Service Model Attribute Defaults

Published 12 March 07 05:40 PM | andersnoras 

Yesterday I did a spike to enable injection of WCF service model declarations. This is the type of adventure that is both painful and fun at the same time. One of the pains was how the various service model attributes such as ServiceContractAttribute and OperationContractAttribute handle their defaults.

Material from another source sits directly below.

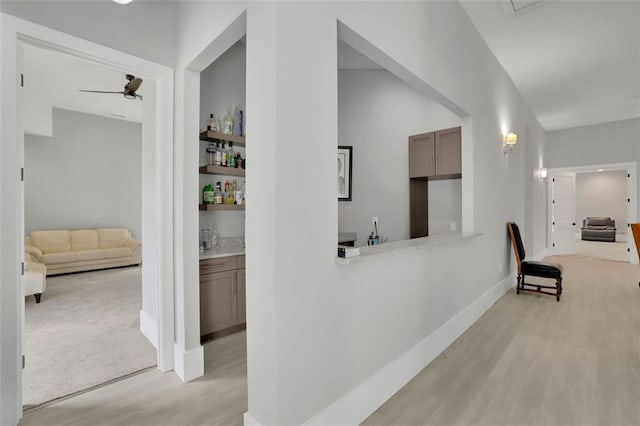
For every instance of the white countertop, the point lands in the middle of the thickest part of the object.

"Do provide sensible default values for all properties, ensuring that
the defaults do not result in a security hole or an extremely inefficient design."
Framework Design Guidelines by Krzysztof Cwalina and Brad Abrams

The properties of these attributes are not roundtripable in the sense that you cannot assign the existing property values to the properties. The following test fails because some of the property setters validate the assigned value and default values like null are not accepted by the setters.

[Test]
public void CanRoundtripProperties()
{
    ServiceContractAttribute attr=new ServiceContractAttribute(); 
    Assert.IsNull(attr.Name);
    Assert.IsNull(attr.Namespace);   
    Assert.IsNull(attr.ConfigurationName);
    Assert.IsNull(attr.CallbackContract);
    attr.Name = attr.Name;
    attr.Namespace = attr.Namespace;
    attr.ConfigurationName = attr.ConfigurationName;  
    attr.CallbackContract = attr.CallbackContract;
}

In the common usage scenarios this will not be a problem because the attribute is applied declaratively and the defaults will be handled by the Windows Communication Framework.
The pain manifests itself when you try to work with these in code. My particular problem was that I used Castle Dynamic Proxy 2 to build the service interfaces and implementation dynamically at runtime. The Dynamic Proxy builder replicates attributes declared on a proxied type on the proxy. The AbstractTypeEmitter.DefineCustomAttribute does the code generation work and this operation can also be used to declare a new attribute on a type. When Dynamic Proxy copies an attribute, it first does constructor injection and injects any property values not injected through the constructor.

ServiceContractAttribute attribute=new ServiceContractAttribute();
emitter.DefineCustomAttribute(attribute);

Because of the invalid defaults mentioned earlier, this code will cause an exception. This requires the service model attributes to be handled as special cases with custom replication logic.

This isn't an issue when you use these types as intended, but it is good to be aware of this if you attempt to do any "outside the box" work with WCF.